Аделита Монтьель Санчес де Мирамар, как понял Аксель по обрывкам местных разговоров, была на острове весьма известной особой. О ней немало судачили на местном рынке (до него следовало добираться всё той же правой тропинкой, ведущей вдоль пляжа, когда хотелось купить хороших сувениров и фруктов), а также и на соседнем, более крупном пляже Кала Майор.
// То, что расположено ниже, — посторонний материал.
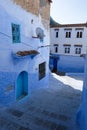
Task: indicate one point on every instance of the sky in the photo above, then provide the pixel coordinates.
(69, 11)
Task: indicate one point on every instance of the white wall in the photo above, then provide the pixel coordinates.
(61, 40)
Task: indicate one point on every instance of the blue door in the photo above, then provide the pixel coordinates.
(55, 63)
(22, 85)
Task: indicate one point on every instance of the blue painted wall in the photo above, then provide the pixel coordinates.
(72, 64)
(10, 65)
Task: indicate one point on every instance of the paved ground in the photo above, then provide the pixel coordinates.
(52, 108)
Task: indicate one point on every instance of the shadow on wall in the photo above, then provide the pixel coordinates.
(67, 64)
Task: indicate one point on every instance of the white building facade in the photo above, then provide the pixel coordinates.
(69, 39)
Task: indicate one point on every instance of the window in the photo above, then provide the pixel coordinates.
(68, 34)
(67, 50)
(78, 50)
(79, 34)
(42, 70)
(56, 34)
(15, 33)
(56, 49)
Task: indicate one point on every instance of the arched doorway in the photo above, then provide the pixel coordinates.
(22, 85)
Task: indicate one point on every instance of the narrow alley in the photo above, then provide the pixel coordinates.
(52, 108)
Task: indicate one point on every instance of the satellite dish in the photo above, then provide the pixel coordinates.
(40, 33)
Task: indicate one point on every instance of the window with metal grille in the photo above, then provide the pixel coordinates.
(56, 34)
(68, 34)
(16, 33)
(78, 50)
(79, 34)
(67, 49)
(42, 70)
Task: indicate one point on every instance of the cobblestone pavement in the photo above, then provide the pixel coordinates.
(52, 108)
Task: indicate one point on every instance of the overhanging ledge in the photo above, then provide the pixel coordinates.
(25, 53)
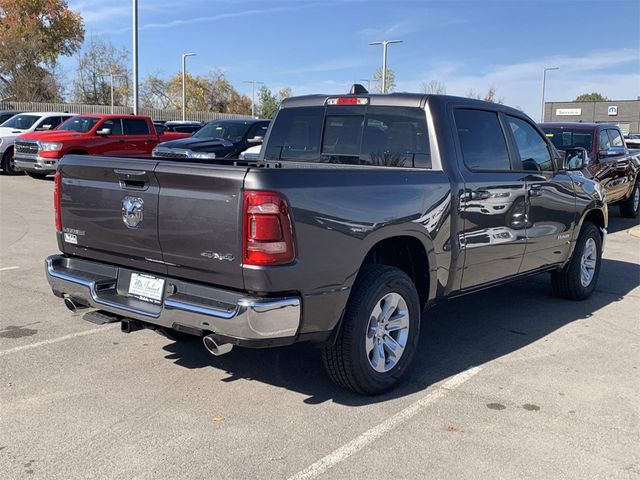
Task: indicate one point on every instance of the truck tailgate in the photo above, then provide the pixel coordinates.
(200, 227)
(95, 193)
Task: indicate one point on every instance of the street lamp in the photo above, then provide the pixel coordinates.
(113, 75)
(184, 82)
(253, 95)
(134, 8)
(544, 78)
(385, 44)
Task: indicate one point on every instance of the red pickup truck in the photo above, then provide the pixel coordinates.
(38, 153)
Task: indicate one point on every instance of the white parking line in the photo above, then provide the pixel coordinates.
(8, 268)
(379, 430)
(56, 340)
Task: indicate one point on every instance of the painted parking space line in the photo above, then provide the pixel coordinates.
(371, 435)
(57, 340)
(4, 269)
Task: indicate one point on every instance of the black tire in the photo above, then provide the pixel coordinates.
(347, 360)
(8, 168)
(631, 206)
(37, 176)
(567, 282)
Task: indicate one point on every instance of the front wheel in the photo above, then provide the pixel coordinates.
(578, 279)
(631, 206)
(379, 334)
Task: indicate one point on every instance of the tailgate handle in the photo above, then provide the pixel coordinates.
(133, 179)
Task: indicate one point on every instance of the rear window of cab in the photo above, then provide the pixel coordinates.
(351, 135)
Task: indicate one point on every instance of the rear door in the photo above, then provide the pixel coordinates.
(110, 211)
(550, 206)
(493, 204)
(200, 226)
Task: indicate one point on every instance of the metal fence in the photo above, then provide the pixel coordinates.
(154, 113)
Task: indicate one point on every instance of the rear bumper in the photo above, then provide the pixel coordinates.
(35, 163)
(228, 314)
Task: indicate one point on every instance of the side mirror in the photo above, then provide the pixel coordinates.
(612, 152)
(258, 139)
(104, 132)
(575, 158)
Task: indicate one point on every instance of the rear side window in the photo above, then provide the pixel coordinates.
(135, 126)
(378, 136)
(482, 140)
(533, 150)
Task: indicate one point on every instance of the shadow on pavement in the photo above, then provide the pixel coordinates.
(455, 335)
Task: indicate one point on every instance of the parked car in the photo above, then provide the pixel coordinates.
(216, 139)
(20, 124)
(7, 114)
(38, 153)
(609, 160)
(363, 210)
(632, 140)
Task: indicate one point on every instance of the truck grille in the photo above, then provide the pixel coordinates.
(170, 153)
(26, 147)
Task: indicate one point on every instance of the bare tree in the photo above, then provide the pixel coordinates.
(434, 87)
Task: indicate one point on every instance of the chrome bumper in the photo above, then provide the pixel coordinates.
(35, 163)
(187, 304)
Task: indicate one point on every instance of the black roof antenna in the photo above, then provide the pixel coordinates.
(357, 89)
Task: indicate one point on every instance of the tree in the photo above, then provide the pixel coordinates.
(390, 81)
(490, 96)
(434, 87)
(33, 35)
(591, 97)
(92, 84)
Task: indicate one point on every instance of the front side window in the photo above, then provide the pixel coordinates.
(482, 140)
(534, 151)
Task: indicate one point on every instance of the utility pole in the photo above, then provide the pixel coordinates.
(135, 56)
(253, 95)
(184, 83)
(544, 78)
(385, 44)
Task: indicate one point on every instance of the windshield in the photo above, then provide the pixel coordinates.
(564, 138)
(79, 124)
(21, 122)
(231, 131)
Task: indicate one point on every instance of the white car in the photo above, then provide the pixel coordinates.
(23, 123)
(251, 153)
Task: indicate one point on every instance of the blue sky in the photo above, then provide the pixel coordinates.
(321, 46)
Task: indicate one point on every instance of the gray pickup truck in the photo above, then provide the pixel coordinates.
(361, 212)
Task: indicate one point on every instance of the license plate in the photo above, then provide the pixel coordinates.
(146, 287)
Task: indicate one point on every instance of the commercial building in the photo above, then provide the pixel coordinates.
(623, 113)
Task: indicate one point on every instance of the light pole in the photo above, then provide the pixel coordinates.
(544, 78)
(253, 94)
(184, 83)
(385, 44)
(112, 75)
(135, 56)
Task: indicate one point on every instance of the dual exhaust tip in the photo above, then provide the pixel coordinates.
(215, 347)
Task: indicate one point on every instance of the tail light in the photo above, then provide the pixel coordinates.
(267, 229)
(56, 200)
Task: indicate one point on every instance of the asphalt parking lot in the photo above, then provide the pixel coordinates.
(508, 383)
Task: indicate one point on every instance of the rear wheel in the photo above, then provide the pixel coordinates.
(380, 331)
(631, 206)
(578, 279)
(8, 163)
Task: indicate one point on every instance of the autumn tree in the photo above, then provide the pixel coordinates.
(33, 35)
(390, 81)
(434, 87)
(591, 97)
(96, 63)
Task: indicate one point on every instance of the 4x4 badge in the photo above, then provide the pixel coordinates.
(132, 211)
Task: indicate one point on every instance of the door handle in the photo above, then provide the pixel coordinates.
(535, 191)
(480, 195)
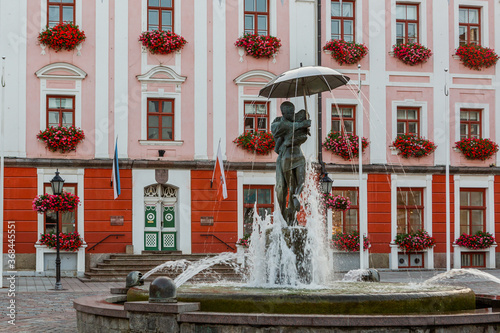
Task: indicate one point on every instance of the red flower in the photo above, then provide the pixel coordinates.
(62, 36)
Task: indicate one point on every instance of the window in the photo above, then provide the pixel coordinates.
(347, 221)
(160, 119)
(342, 20)
(343, 119)
(408, 121)
(406, 23)
(67, 220)
(60, 11)
(161, 15)
(410, 210)
(472, 211)
(262, 195)
(257, 17)
(470, 123)
(469, 25)
(256, 117)
(60, 111)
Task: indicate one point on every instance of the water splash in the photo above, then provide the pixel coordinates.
(180, 264)
(296, 257)
(457, 274)
(227, 258)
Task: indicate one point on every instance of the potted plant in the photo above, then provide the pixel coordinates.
(261, 143)
(409, 145)
(477, 149)
(61, 138)
(412, 53)
(62, 36)
(475, 56)
(346, 53)
(338, 202)
(259, 46)
(66, 202)
(345, 146)
(162, 42)
(415, 241)
(349, 241)
(480, 240)
(67, 241)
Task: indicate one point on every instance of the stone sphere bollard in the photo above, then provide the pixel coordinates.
(162, 290)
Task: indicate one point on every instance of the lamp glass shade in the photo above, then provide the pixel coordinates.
(57, 184)
(326, 184)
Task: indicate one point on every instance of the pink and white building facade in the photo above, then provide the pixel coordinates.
(207, 93)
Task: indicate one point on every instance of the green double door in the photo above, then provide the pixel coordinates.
(160, 228)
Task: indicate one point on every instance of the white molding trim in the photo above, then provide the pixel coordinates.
(74, 72)
(485, 117)
(483, 5)
(410, 103)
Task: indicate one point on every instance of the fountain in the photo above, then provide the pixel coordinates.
(290, 280)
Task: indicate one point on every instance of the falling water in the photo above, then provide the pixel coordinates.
(272, 259)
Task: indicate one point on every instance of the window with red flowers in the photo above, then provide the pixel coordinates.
(256, 117)
(160, 119)
(342, 20)
(470, 123)
(60, 111)
(67, 220)
(257, 17)
(260, 195)
(344, 119)
(60, 11)
(407, 23)
(410, 210)
(408, 121)
(469, 25)
(346, 221)
(472, 210)
(161, 15)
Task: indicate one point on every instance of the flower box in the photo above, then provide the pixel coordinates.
(67, 242)
(261, 143)
(61, 138)
(345, 146)
(338, 203)
(259, 46)
(411, 54)
(62, 36)
(480, 240)
(66, 202)
(349, 242)
(415, 241)
(346, 53)
(162, 42)
(477, 149)
(413, 146)
(475, 56)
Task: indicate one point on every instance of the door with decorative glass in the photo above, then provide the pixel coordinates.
(160, 207)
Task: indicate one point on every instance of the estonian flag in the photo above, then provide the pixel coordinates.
(116, 172)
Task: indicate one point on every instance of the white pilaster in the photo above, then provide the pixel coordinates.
(378, 54)
(121, 78)
(101, 79)
(219, 76)
(200, 80)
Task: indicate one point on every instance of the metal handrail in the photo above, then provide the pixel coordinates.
(220, 240)
(102, 240)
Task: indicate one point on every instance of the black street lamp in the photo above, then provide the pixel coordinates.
(57, 184)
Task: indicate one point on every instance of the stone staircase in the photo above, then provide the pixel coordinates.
(118, 266)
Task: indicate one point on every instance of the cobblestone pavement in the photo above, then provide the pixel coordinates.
(40, 309)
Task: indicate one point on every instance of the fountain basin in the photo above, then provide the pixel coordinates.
(347, 298)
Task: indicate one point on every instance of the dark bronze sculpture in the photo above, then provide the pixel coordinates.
(289, 132)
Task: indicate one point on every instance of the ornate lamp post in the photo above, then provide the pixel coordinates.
(57, 184)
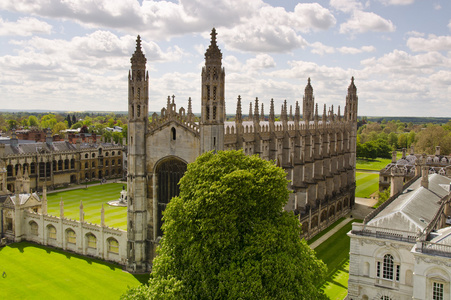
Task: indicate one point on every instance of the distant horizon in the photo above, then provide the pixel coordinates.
(71, 55)
(196, 113)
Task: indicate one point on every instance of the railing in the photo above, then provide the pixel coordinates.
(384, 233)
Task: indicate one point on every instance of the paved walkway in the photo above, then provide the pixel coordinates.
(362, 207)
(83, 186)
(331, 232)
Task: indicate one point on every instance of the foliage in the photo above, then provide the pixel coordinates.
(374, 149)
(227, 237)
(432, 136)
(367, 184)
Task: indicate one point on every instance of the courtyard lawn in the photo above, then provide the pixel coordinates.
(334, 252)
(373, 164)
(367, 184)
(93, 197)
(37, 272)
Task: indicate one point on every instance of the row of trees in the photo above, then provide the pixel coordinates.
(58, 123)
(381, 138)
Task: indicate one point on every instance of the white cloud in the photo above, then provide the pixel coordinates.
(431, 43)
(346, 6)
(353, 50)
(321, 49)
(24, 27)
(361, 22)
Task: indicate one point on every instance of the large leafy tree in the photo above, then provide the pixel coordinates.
(227, 237)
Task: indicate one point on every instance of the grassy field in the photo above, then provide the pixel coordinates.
(367, 184)
(334, 252)
(37, 272)
(374, 165)
(93, 197)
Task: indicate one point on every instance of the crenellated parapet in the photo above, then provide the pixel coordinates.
(170, 114)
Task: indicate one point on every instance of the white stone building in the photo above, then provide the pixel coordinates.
(403, 249)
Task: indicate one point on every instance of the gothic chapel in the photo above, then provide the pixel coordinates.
(318, 152)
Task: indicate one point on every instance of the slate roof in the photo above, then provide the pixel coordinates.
(416, 207)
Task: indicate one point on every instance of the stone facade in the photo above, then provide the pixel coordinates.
(57, 164)
(23, 217)
(317, 152)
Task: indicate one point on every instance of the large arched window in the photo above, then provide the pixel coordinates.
(387, 268)
(113, 245)
(34, 228)
(51, 232)
(91, 240)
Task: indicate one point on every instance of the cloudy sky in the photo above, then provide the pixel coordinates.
(75, 54)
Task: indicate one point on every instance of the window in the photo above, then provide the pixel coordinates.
(387, 271)
(92, 241)
(113, 245)
(437, 291)
(70, 236)
(51, 232)
(34, 228)
(9, 224)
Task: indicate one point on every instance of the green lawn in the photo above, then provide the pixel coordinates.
(93, 197)
(367, 184)
(375, 165)
(38, 272)
(334, 252)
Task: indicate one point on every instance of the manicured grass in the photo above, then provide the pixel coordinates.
(37, 272)
(367, 184)
(309, 242)
(334, 252)
(375, 165)
(93, 197)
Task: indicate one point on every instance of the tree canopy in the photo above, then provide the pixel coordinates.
(227, 237)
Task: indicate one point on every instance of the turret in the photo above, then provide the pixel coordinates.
(308, 102)
(351, 102)
(213, 100)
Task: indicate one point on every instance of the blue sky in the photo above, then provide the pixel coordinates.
(75, 54)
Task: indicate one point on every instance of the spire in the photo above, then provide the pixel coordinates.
(238, 117)
(102, 217)
(82, 213)
(138, 57)
(61, 208)
(213, 51)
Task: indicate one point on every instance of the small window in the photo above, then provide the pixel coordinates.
(70, 236)
(437, 291)
(34, 228)
(113, 246)
(173, 133)
(52, 232)
(92, 241)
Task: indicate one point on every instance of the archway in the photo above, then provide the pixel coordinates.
(168, 174)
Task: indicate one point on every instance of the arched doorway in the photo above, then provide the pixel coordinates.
(168, 174)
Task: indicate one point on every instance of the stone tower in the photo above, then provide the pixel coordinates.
(213, 102)
(138, 102)
(308, 102)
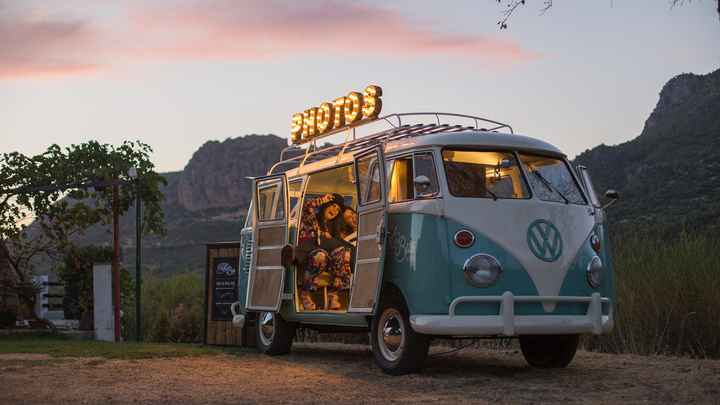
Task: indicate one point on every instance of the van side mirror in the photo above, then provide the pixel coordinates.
(613, 195)
(422, 184)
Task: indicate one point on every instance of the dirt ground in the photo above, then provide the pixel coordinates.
(343, 373)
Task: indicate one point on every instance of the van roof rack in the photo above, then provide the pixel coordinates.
(397, 130)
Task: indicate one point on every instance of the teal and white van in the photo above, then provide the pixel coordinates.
(462, 232)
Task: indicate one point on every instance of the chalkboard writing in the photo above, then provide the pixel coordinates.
(225, 287)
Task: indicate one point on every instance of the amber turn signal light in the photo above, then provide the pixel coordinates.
(464, 238)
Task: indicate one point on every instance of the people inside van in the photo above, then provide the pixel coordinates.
(348, 229)
(323, 253)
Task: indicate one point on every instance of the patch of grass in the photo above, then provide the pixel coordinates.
(667, 296)
(57, 346)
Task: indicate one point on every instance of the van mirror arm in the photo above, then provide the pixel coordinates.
(613, 195)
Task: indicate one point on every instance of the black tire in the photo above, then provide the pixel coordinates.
(410, 348)
(274, 334)
(549, 351)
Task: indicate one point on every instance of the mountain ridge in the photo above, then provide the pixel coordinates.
(669, 174)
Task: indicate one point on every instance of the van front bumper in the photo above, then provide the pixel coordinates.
(506, 323)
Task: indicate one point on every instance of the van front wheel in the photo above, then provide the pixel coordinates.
(274, 334)
(396, 347)
(549, 351)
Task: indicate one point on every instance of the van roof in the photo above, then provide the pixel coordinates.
(475, 139)
(406, 137)
(480, 139)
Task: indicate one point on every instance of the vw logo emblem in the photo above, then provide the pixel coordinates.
(544, 240)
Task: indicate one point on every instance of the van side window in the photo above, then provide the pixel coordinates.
(271, 201)
(425, 166)
(407, 169)
(369, 178)
(401, 186)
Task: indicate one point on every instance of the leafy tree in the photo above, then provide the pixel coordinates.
(510, 6)
(65, 190)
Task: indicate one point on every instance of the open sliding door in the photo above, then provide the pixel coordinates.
(372, 212)
(267, 274)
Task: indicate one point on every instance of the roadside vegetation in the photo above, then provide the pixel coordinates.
(59, 346)
(668, 290)
(668, 295)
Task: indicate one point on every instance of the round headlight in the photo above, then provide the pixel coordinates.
(594, 272)
(482, 270)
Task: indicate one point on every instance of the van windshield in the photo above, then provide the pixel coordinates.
(551, 180)
(484, 174)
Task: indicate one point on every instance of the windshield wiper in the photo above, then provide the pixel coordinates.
(550, 186)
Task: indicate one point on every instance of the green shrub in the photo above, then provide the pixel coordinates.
(172, 308)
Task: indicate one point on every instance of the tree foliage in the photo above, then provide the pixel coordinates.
(509, 7)
(65, 190)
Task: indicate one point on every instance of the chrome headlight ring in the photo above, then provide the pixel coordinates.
(482, 270)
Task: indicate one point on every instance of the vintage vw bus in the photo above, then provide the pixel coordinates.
(461, 231)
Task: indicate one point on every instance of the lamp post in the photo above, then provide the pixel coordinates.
(133, 174)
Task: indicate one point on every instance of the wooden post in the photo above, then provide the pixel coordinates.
(116, 258)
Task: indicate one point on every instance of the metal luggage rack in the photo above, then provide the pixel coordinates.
(398, 130)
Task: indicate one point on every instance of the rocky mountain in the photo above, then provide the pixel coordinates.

Хотя появилась она на Сан Антонио совсем недавно, но уже успела восстановить против себя многих. Остров был невелик. Населяли его в основном испанцы, однако имелась и небольшая португальская колония, возникшая ещё во времена диктатора Салазара, с которым эти колонисты у себя на родине не поладили. Испанцы и португальцы хозяйствовали в небольших земледельческих усадьбочках, разбросанных вокруг города в полях и лесах (северная, гористая часть острова была неплодородна и почти необитаема). При этом обе нации держались особняком, почти не смешиваясь между собой. Твёрдый характер и величественную внешность Аделиты признавали все, но явную зависть и неприязнь, похоже, рождали два факта. Первый — у неё было достаточно денег, чтобы открыть настоящий пансион, а не просто пускать к себе туристов, и второй — ещё до того она успела выйти за португальца. И неважно, что этот тип был таким же приезжим чужаком, как она сама; неважно и то, что сеньора Мирамар очень скоро овдовела, а пансион её, открытый после смерти мужа, кажется, вовсе не процветал. Местные испанцы нечасто заглядывали к ней, ну, а португальцы, хоть и заглядывали, помнили, что она всё-таки испанка...В общем, трудно было решить, слушая эти толки, какова истинная причина столь сильного отчуждения её от островитян. А один небритый старик на рынке, торговавший кабачками и персиками, поблёскивая маленькими злобными глазками, заявил, что сеньора Мирамар вообще не имеет никакого отношения к старинному роду Санчесов с Майорки, и что истинная фамилия её Фахун, а имени вовсе нет: когда пришла пора его давать, и крёстная мать, и крёстный отец так надрызгались двадцатилетнего портвейна, что позабыли о своих обязанностях, а напомнить-то о них оказалось некому — ведь пьяные родители и гости вели себя ничуть не лучше. Так она теперь и живёт без имени, в отличие от добрых христиан — всё равно что обезьяна в цирке. Разумеется, Аксель и Кри не поверили ни одному слову из этой гадости, и ничего у небритого старика покупать не стали, хотя персики у него были хоть куда.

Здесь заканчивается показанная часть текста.